12ª regla de discernimiento

Querido principiante:

Si eres mujer, no te ofendas cuando escuches la siguiente regla. De todas formas, creo que lo entenderás, porque lo has visto tanto en ti misma como en otras…

San Ignacio, en la duodécima regla, compara al enemigo con una mujer. Aquel que es “flaco por fuerza y fuerte por grado”.

Imagina que un hombre y una mujer están discutiendo sobre un tema. En cuanto el hombre se enfrenta a la mujer con firmeza, ella se da cuenta de que por ese camino no va a llegar a ningún sitio, por lo que se rinde y deja la discusión. Aunque enfadada, lo deja.

Por el contrario, “si el varón comienza a huir perdiendo ánimo, la ira, venganza y ferocidad de la mujer es muy crecida y sin mesura”. En este momento, la mujer se convierte en la más fuerte y feroz criatura sobre la faz de la tierra. Hay algo en la vulnerabilidad del hombre que aumenta la ira de la mujer.

El demonio es semejante. “Es propio del enemigo enflaquecerse y perder ánimo, dando huida sus tentaciones, cuando la persona que se ejercita en las cosas espirituales pone mucho rostro contra las tentaciones del enemigo”. Y te preguntarás, ¿cómo “pongo mucho rostro” contra sus tentaciones? Haciendo lo DIAMETRALMENTE OPUESTO a lo que la tentación te sugiere. Si te tienta a ir hacia la derecha, ve a la izquierda. Si la tentación te lleva a criticar a alguien, habla bien de él. Si, por el contrario, el diablo te tienta a quedarte en la cama y no ir a misa, da un salto de la cama y corre a la iglesia. Él odia a la gente alegre, por lo que, si te tienta a sentir lástima de ti mismo y a caer en depresión, sonríe y sé alegre. Sé valiente e invoca al enemigo del diablo: a Jesucristo.

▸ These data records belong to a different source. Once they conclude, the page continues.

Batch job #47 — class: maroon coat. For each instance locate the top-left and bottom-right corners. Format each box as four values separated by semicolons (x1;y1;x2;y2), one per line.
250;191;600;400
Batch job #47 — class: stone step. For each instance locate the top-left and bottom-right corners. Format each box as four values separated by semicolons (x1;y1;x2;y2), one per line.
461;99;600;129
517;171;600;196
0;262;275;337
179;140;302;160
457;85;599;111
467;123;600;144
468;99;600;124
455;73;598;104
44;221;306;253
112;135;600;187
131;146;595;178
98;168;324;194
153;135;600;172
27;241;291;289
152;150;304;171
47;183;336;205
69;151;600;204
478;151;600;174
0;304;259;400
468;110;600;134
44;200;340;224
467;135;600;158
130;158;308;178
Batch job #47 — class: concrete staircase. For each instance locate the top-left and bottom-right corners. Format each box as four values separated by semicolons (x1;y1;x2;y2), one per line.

La regla sigue así: Si la persona que se está ejercitando en la vida spiritual -o, al menos, tiene la intención de hacerlo-, “comienza a tener temor y perder ánimo en sufrir las tentaciones” Bueno, te puedes imaginar lo que viene ahora. San Ignacio dice: “no hay bestia tan fiera sobre la haz de la tierra como el enemigo de natura humana en prosecución de su dañada intención con tan crecida malicia”.

Cuando ve tu debilidad, piensa que puede conseguir lo que quiera, y eso es lo que intentará hacer. Una vez que veas tu debilidad, lánzate al corazón de Jesús y pídele ayuda. Y el acto de orgullo que el demonio te estaba llevando a hacer se verá frustrado por este acto de humildad.

Te voy a dejar con un párrafo del libro “Un llamamiento al amor”, escrito por Sor Josefa Menéndez, una religiosa española que vivió en Francia a principios del siglo XIX, que tenía revelaciones del Sagrado Corazón de Jesús. Además del Señor, se le presentó también el demonio y le dijo:
“¡Ah! -rugió blasfemando- cuando quiero sujetar fuerte un alma, lo único que tengo que hacer es incitar su orgullo… y si quiero llevarla a la ruina, solo tengo que conducirla por su instinto orgulloso... El orgullo es la fuente de mis victorias y no descansaré hasta que el mundo esté lleno de él. Yo fui condenado por el orgullo, y no dejaré que las almas se salven por la humildad”. “No hay duda -gritó con furia-: las almas que alcanzan el mayor grado de santidad son las que se han hundido más profundamente en la humildad”.

Querido principiante, cuando dudes, humíllate a ti mismo y haz lo diametralmente opuesto a lo que te sugiere la tentación. Muchas veces la tentación es: “No se lo digas a tu director espiritual”. Dejo que averigües por ti mismo lo que deberías hacer en este caso.

En la lucha,
otro principiante, pero con muy buenos maestros.